Alasan Jokowi yang Tak Masuk Akal: Watak Pendusta yang Tak Pernah Berhenti!

WATAK PEMBOHONG JOKOWI

Oleh: Ali Syarief | Akademisi

Presiden Joko Widodo kembali menampilkan watak lamanya: memutarbalikkan logika publik dengan alasan yang sulit diterima akal sehat.

Kali ini, ia berbicara soal proyek Kereta Cepat Jakarta–Bandung (KCJB) yang sejak awal menjadi simbol megaproyek penuh kontroversi.

Dengan wajah tenang, Jokowi menyatakan bahwa kereta cepat itu tidak dibangun untuk mencari laba, melainkan untuk mengurangi emisi karbon.

Ucapan itu terdengar indah, tapi juga absurd. Sejak kapan proyek infrastruktur raksasa yang menelan lebih dari Rp 120 triliun dari uang rakyat, sebagian besar dari utang, dianggap wajar bila tak bertujuan menghasilkan keuntungan?

Jika motifnya semata-mata demi lingkungan, kenapa pemerintah tidak mengoptimalkan transportasi massal eksisting seperti KRL, bus listrik, atau jaringan kereta antar kota yang lebih murah dan merata manfaatnya?

Klaim Jokowi soal pengurangan emisi karbon tak lebih dari polesan retorik untuk menutupi kegagalan ekonomi proyek ini.

Padahal, data awal menunjukkan mayoritas pengguna KCJB hanyalah kalangan menengah ke atas—mereka yang sebelumnya menggunakan mobil pribadi, bukan angkutan umum.

Artinya, pengurangan emisi yang dijanjikan hanyalah ilusi yang dibungkus jargon “hijau”.

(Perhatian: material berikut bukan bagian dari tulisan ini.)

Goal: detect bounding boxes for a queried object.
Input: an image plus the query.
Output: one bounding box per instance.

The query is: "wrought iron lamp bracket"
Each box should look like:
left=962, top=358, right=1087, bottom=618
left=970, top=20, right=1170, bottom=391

Kita tahu, Jokowi pandai mengganti topik ketika kritik menguat. Saat publik menyorot pembengkakan biaya proyek, ia menekankan manfaat lingkungan.

Ketika publik bertanya soal utang dan beban APBN, ia bicara tentang kebanggaan bangsa.

Pola itu berulang, seperti reflek alami seorang politisi yang terbiasa mengelak daripada menjawab.

Watak pendusta memang sukar berubah. Sejak masa kampanye, Jokowi terbiasa menyusun narasi indah untuk menutupi ketimpangan realitas: janji kemandirian ekonomi berubah menjadi ketergantungan pada utang luar negeri; janji pemberantasan korupsi berganti dengan kompromi politik; janji kesejahteraan rakyat bergeser menjadi proyek-proyek mercusuar yang lebih menguntungkan oligarki.

Kini, alasan “pengurangan emisi karbon” hanyalah bab baru dari serial kebohongan politik Jokowi.

Ia tahu rakyat semakin cerdas, tapi juga tahu sebagian akan tetap percaya selama narasi “pembangunan” terus didengungkan.

Padahal, yang sedang berlangsung bukanlah pembangunan, melainkan pemolesan kegagalan dengan kata-kata manis.

Jokowi mungkin mengira ia bisa terus menipu rakyat dengan retorika hijau dan wajah sederhana. Namun, publik tak bisa terus dibodohi.

Logika publik masih bekerja, dan akal sehat tahu persis: kereta cepat bukanlah simbol kemajuan, melainkan cermin dari keserakahan yang dibungkus kebohongan.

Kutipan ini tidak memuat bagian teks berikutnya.